En faisant état d’une «forte augmentation» de la pratique du télétravail au Luxembourg, Nicolas Schmit (LSAP), ministre du Travail, a suscité une vague d’intérêt sur la problématique ces derniers jours. Présenté comme l’une des pistes à encourager dans la fameuse étude Rifkin, le télétravail semble tout indiqué pour répondre à une partie des actuels problèmes luxembourgeois, comme la question de la mobilité. Ainsi, selon le ministre, 6,1% des actifs résidents ont pratiqué le télétravail en 2015, contre 3% cinq ans plus tôt.

Basés sur l’«Enquête sur les forces de travail» du Statec concernant la population résidente, ces chiffres ne représentent cependant qu’une partie de la réalité observée, puisqu'en plus de ne prendre en compte que les résidents et non l'ensemble de la population salariée, ils retracent le nombre de personnes ayant effectué au moins 8h de télétravail par semaine. En cela, la définition adoptée par le ministère du Travail diffère de celle du Statec, qui comptabilise également les résidents qui travaillent depuis chez eux - les données sur les frontaliers n'étant pas disponibles - mais à partir d’une heure de télétravail hebdomadaire. D’après ce calcul, le taux a atteint, en 2015, 19,3% des résidents actifs. Contre 7,1% en 2010.

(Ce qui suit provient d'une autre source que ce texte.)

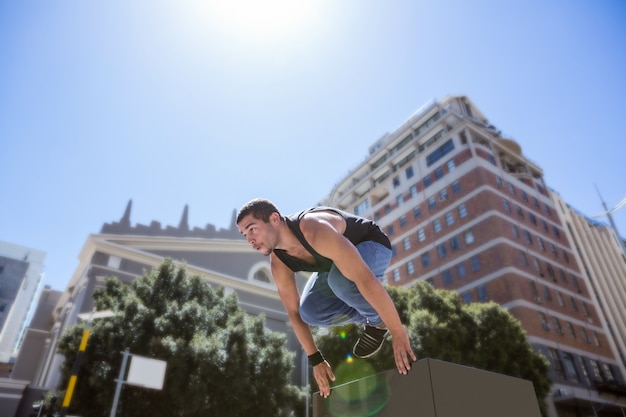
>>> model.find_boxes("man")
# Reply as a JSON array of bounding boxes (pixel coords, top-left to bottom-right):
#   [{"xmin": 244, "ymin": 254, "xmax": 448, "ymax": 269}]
[{"xmin": 237, "ymin": 199, "xmax": 417, "ymax": 397}]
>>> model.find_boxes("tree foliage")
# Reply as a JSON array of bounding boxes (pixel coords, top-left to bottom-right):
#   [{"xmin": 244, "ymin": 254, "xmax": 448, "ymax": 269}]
[
  {"xmin": 318, "ymin": 282, "xmax": 551, "ymax": 415},
  {"xmin": 54, "ymin": 260, "xmax": 303, "ymax": 417}
]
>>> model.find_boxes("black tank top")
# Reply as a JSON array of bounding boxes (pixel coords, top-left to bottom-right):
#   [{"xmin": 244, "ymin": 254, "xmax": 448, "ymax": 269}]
[{"xmin": 274, "ymin": 207, "xmax": 391, "ymax": 272}]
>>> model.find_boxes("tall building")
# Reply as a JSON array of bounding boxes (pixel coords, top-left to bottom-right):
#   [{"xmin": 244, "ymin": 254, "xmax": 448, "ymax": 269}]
[
  {"xmin": 22, "ymin": 202, "xmax": 307, "ymax": 390},
  {"xmin": 0, "ymin": 242, "xmax": 46, "ymax": 363},
  {"xmin": 323, "ymin": 96, "xmax": 626, "ymax": 417},
  {"xmin": 553, "ymin": 192, "xmax": 626, "ymax": 380}
]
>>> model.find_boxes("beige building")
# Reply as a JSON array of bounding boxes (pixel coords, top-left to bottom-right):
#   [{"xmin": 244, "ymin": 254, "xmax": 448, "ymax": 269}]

Bien que plus impressionnant, puisque synonyme de près d’un résident sur cinq, ce chiffre doit prendre toutefois avec des pincettes, puisque considéré par l’office statistique luxembourgeois comme «des estimations et non comme des données administratives», le recueil d’informations sur cette question ne faisant pas partie des données officielles demandées à chaque pays par Eurostat. Mais cette définition se trouve tout de même plus en phase avec la réalité, puisqu’à l’heure actuelle, la majorité des salariés ayant recours au télétravail y ont recours moins de l’équivalent d’une journée de travail, le Statec citant en exemple «les enseignants qui indiquent faire du télétravail car ils préparent leurs cours chez eux». Ce que confirment les données européennes, qui indiquent que le recours à cette forme de travail à distance n’a lieu que dans un nombre réduit de secteurs d’activité.

Bien qu’interprétées différemment, les données convergent cependant sur le type de salariés concernés. Au Grand-Duché, comme dans le reste de l’Europe, outre le fait que les hommes soient plus nombreux que les femmes à pratiquer le télétravail, certains postes sont plus à même d’autoriser le recours à cette forme de travail à distance.

Une réalité qui pourrait être amenée à changer dans les années à venir avec la volonté annoncée de Nicolas Schmit d’appeler «les partenaires sociaux à coopérer» dans le sens du développement du télétravail. Un appel entendu par l’UEL qui, par la voix de Jean-Jacques Rommes, présentait le télétravail, fin de semaine dernière au micro de la radio 100,7, comme «l’une des solutions possibles à développer». L’évolution étant possible en raison notamment du poids du secteur financier dans l’économie nationale.

En attendant, certaines entreprises installées dans la capitale ont d’ores et déjà mis en place une flexibilisation de leurs conditions de travail. C’est notamment le cas de celles implantées le long du tracé du tram, qui ont associé cette question à celle de la mobilité, question centrale de la compétitivité au Grand-Duché. Mais dans une limite d’une journée par semaine, dans la plupart des cas.

Une limitation qui pourrait être réévaluée, car bon nombre de ces entreprises emploient des salariés frontaliers, potentiellement fortement intéressés par cette possibilité de travail depuis la maison, même si des freins légaux subsistent. C’est dans ce sens que le ministre du Travail a annoncé, dans sa réponse parlementaire, la mise en place d’«un groupe de travail en vue d’identifier les problèmes qui se posent au niveau du télétravail transfrontalier.» Sans toutefois annoncer de date précise.